The sleepy town of Westminster in central Massachusetts might soon become the first in the nation to ban the sale of tobacco products. Though ambitious, the effort is certainly admirable as the first step in a series of actions that could truly make a difference.
Policies in the past have succeeded in curbing rates of smoking, but this ban, if passed, will get to the root of it all — tobacco itself. Since a study by the U.S. Surgeon General determined that there was a causal relationship between excessive cigarette smoking and lung cancer in 1956, there’s been significant progress. According to the Surgeon General, smoking rates among adults and teens are less than half what they were in 1964. And yet, 42 million American adults and 3 million middle and high school students still smoke.
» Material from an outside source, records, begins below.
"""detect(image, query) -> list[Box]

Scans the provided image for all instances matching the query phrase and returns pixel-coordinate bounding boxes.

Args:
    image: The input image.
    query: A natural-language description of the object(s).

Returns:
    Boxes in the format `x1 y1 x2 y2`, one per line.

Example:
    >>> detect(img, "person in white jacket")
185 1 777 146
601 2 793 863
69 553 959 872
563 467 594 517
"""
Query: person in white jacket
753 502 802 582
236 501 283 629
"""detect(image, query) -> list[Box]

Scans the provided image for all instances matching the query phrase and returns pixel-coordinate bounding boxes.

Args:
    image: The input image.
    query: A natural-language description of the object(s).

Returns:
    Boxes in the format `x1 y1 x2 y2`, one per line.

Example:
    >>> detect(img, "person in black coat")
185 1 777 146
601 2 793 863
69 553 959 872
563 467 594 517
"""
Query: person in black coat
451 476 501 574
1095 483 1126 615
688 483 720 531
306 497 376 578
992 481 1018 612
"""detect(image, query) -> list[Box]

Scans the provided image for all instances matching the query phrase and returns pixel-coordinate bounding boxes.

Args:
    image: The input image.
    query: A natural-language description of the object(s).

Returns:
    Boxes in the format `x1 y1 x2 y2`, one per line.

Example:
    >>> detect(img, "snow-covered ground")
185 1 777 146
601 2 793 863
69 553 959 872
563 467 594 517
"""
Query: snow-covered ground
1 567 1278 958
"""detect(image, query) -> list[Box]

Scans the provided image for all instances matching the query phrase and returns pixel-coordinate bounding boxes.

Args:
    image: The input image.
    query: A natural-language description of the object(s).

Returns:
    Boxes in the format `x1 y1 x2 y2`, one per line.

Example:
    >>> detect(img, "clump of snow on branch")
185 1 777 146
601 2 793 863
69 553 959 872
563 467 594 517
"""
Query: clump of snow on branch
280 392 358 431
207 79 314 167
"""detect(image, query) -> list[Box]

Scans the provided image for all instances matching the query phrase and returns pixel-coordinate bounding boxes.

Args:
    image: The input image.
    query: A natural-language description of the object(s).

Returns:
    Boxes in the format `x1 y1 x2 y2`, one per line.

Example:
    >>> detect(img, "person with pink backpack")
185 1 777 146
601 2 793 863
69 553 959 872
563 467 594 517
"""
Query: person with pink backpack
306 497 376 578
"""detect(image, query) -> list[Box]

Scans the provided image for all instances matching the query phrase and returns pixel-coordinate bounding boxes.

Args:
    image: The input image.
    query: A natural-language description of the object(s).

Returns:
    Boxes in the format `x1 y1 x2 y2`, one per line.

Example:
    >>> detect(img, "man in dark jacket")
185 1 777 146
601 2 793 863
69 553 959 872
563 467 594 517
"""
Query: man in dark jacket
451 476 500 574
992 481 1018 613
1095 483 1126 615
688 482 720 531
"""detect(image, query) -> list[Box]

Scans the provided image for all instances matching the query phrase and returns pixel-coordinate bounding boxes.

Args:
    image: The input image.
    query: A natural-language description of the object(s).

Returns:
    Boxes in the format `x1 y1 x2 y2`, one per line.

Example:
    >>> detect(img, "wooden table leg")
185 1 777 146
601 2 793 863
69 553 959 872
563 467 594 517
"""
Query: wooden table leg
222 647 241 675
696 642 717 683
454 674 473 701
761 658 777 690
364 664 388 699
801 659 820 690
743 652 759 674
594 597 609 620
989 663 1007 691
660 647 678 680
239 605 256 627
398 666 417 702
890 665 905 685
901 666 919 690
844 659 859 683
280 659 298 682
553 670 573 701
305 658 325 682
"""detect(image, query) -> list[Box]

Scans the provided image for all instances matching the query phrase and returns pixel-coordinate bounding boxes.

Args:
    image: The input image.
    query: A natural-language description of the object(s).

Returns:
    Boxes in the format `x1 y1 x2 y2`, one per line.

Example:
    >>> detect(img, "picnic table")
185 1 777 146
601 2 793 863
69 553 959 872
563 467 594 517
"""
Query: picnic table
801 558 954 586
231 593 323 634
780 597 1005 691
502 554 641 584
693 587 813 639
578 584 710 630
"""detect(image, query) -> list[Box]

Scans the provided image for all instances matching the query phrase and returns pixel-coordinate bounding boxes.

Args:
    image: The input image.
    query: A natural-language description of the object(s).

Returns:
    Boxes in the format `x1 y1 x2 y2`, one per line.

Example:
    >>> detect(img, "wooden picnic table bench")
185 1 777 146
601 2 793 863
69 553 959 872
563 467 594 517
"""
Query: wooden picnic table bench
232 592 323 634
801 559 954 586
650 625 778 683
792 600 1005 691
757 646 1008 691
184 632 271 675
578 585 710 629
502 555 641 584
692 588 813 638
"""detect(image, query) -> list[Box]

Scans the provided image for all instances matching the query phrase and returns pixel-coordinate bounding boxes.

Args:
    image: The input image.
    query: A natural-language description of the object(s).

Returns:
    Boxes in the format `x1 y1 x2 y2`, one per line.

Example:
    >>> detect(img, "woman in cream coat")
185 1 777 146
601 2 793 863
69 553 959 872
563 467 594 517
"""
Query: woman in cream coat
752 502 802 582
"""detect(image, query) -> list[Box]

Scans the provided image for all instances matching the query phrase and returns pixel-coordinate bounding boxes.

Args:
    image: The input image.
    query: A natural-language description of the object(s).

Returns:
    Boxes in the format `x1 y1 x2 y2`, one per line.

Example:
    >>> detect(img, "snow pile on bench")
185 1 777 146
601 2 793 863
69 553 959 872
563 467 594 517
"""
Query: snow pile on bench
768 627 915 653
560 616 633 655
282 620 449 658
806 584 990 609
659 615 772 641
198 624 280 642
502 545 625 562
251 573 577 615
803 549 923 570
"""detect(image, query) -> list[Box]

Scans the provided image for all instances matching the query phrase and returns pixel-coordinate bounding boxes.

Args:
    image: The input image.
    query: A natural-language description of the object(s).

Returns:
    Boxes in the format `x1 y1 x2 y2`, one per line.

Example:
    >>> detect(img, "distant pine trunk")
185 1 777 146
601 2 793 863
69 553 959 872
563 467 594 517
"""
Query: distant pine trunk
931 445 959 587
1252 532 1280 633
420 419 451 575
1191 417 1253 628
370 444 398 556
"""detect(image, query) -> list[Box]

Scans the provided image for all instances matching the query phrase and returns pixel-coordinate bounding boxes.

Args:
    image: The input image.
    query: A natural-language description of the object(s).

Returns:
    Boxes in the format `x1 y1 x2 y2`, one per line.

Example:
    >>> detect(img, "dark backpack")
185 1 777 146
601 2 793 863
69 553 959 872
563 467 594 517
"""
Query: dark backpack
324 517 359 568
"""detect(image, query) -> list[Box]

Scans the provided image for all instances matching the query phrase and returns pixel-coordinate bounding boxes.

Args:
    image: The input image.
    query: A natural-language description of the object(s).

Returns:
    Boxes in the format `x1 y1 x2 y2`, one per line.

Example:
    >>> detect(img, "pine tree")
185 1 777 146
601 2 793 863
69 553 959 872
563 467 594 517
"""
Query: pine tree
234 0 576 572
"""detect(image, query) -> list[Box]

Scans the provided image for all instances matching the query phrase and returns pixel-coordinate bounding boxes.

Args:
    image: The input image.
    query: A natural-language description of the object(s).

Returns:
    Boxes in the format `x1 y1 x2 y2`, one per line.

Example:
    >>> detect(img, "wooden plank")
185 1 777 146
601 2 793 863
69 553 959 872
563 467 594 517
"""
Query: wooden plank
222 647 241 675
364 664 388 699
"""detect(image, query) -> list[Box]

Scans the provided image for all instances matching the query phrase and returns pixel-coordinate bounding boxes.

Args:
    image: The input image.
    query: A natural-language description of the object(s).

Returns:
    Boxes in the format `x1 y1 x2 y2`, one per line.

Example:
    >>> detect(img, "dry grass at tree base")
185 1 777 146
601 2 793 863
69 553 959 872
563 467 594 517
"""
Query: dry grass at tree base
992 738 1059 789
To this day, smoking is linked to about one in five deaths annually, remaining the single largest cause of preventable disease and death in the United States.
So, though smoking OK Blue in restaurants, workplaces and other public areas is often prohibited to protect nonsmokers from secondhand smoke, laws need to shift to help smokers themselves quit and prevent the initiation of tobacco use. The proposed ban would do just that.
For those who need an extra push to start quitting, the measure would help trigger awareness and motivation. The urgency is definitely there. According to the Centers for Disease Control and Prevention, smoking is linked to stroke, coronary heart disease and 90 percent of lung cancer deaths. Those who smoke are about 25 times more likely to get lung cancer than people who do not smoke. Smoking can cause cancer almost anywhere in the body, from the liver to the colon.
Besides those numbers though, the emerging market appealing to youth poses another threat. With 69-cent bubblegum-flavored cigars and dissolvable smokeless tobacco that resembles Tic Tac candies, the industry needs to be stopped.
Small businesses will take a hit if the ban is passed, but if this fight against smoking plans to move forward, that’s inevitable. According to the Inquistr, store owner Brian Vincent, who claims that about 5 percent of sales comes from tobacco products, said, “It’s going to send business five minutes this way or five minutes that way — no one’s going to quit.” He started a petition against the ban and has collected more than 800 signatures.